Include clang as some of the CI uses the unified build which fails without the update.

Herald added a project: Restricted Project. · View Herald TranscriptApr 24 2020, 10:29 AM
Herald added a subscriber: cfe-commits. · View Herald Transcript
JDevlieghere requested changes to this revision.Apr 24 2020, 11:13 AM

I would strongly prefer to do this differently. While we hope to drop Python 2 support in LLDB as soon as possible, we are not there yet. This patch as it stands will make it really hard for us to keep doing so (even internally) if upstream decides to drop support. I have looked into this change myself a while ago with these limitations in mind, and believe we can achieve the same in a way that would make this easier.

My suggestion is to have 4 new CMake variable that abstract over this: LLVM_PYTHON_EXECUTABLE, LLVM_PYTHON_LIBRARIES, LLVM_PYTHON_INCLUDE_DIRS and finally LLVM_PYTHON_HINT. We can then populate the first three depending on what machinery we want to use, i.e. the old CMake way of finding Python (until we bump the requirement across llvm), as well as the new FindPython3 and FindPython2. Similarly for the HINT variable, having our own abstraction means we don't clobber any of the variables used internally by CMake.

What do you think?

This revision now requires changes to proceed.Apr 24 2020, 11:13 AM
compnerd added a comment.EditedApr 24 2020, 12:00 PM

@JDevlieghere I think that adding another mechanism for finding the python executable is not the right approach. You already have the variables that you are talking about, you just need to specify it in triplicate if you want compatibility across all the versions, but specifying -DPython3_EXECUTABLE= gives you the control over the executable for python3. If you want to use python2, -DPython3_EXECUTABLE= and -DPython2_EXECUTABLE= will ensure that python2 is always used. If you are using an older CMake, specifying -DPython3_EXECUTABLE=, -DPython2_EXECUTABLE= and -DPYTHON_EXECUTABLE= will ensure that the specified version is used. I'm not sure what the scenario is that you believe will be made more difficult with this approach.

compnerd updated this revision to Diff 259987.Apr 24 2020, 2:03 PM

Adjust clang-tools-extra at the same time

compnerd updated this revision to Diff 260010.Apr 24 2020, 3:28 PM

Add missed case of PYTHON_EXECUTABLE

ldionne accepted this revision.Apr 27 2020, 8:06 AM

My suggestion is to have 4 new CMake variable that abstract over this: LLVM_PYTHON_EXECUTABLE, LLVM_PYTHON_LIBRARIES, LLVM_PYTHON_INCLUDE_DIRS and finally LLVM_PYTHON_HINT. We can then populate the first three depending on what machinery we want to use, i.e. the old CMake way of finding Python (until we bump the requirement across llvm), as well as the new FindPython3 and FindPython2. Similarly for the HINT variable, having our own abstraction means we don't clobber any of the variables used internally by CMake.

What do you think?

This is not better IMHO since it assumes that all subprojects are using the LLVM_meow variable to refer to the Python executable.

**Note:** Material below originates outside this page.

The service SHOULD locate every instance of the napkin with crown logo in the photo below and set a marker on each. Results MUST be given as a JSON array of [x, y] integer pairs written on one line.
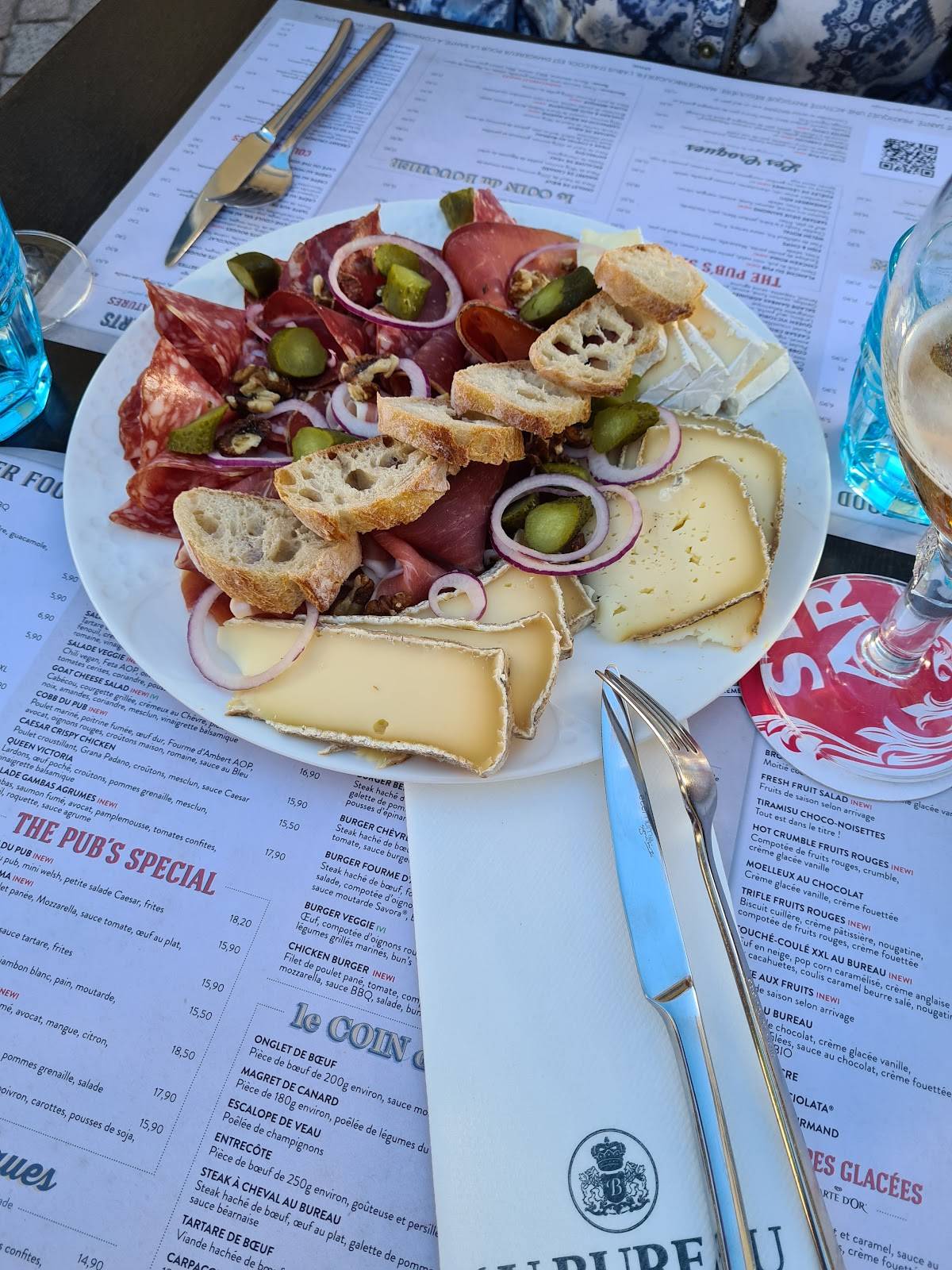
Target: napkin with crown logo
[[562, 1132]]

@JDevlieghere I think that adding another mechanism for finding the python executable is not the right approach. You already have the variables that you are talking about, you just need to specify it in triplicate if you want compatibility across all the versions, but specifying -DPython3_EXECUTABLE= gives you the control over the executable for python3. If you want to use python2, -DPython3_EXECUTABLE= and -DPython2_EXECUTABLE= will ensure that python2 is always used. If you are using an older CMake, specifying -DPython3_EXECUTABLE=, -DPython2_EXECUTABLE= and -DPYTHON_EXECUTABLE= will ensure that the specified version is used. I'm not sure what the scenario is that you believe will be made more difficult with this approach.

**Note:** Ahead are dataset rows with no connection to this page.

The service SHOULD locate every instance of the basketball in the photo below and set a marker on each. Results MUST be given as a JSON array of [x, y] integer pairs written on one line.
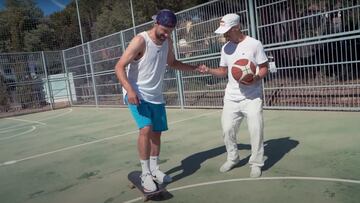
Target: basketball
[[243, 70]]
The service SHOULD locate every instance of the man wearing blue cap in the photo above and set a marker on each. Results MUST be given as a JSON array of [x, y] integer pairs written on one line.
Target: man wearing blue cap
[[141, 70]]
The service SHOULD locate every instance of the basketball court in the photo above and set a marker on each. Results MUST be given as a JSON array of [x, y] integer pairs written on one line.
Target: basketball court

It only works because you're setting Python3_EXECUTABLE to Python2_EXECUTABLE.

set(Python3_EXECUTABLE ${Python2_EXECUTABLE})

This will be completely opaque to lldb and we'll have to struggle again to reverse engineer which Python is used, leaving us in the same situation as today. How are we going to choose between Python 2 and Python 3 based on that variable? What I envision is to find Python once, like we do with other dependencies in the LLVM project, and then use that (interpreter, libraries, include paths) in LLDB. This has to work for in-tree-builds as well as out-of-tree builds (I'm not a fan but hey they're still supported).

My suggestion is to have 4 new CMake variable that abstract over this: LLVM_PYTHON_EXECUTABLE, LLVM_PYTHON_LIBRARIES, LLVM_PYTHON_INCLUDE_DIRS and finally LLVM_PYTHON_HINT. We can then populate the first three depending on what machinery we want to use, i.e. the old CMake way of finding Python (until we bump the requirement across llvm), as well as the new FindPython3 and FindPython2. Similarly for the HINT variable, having our own abstraction means we don't clobber any of the variables used internally by CMake.

What do you think?

This is not better IMHO since it assumes that all subprojects are using the LLVM_meow variable to refer to the Python executable.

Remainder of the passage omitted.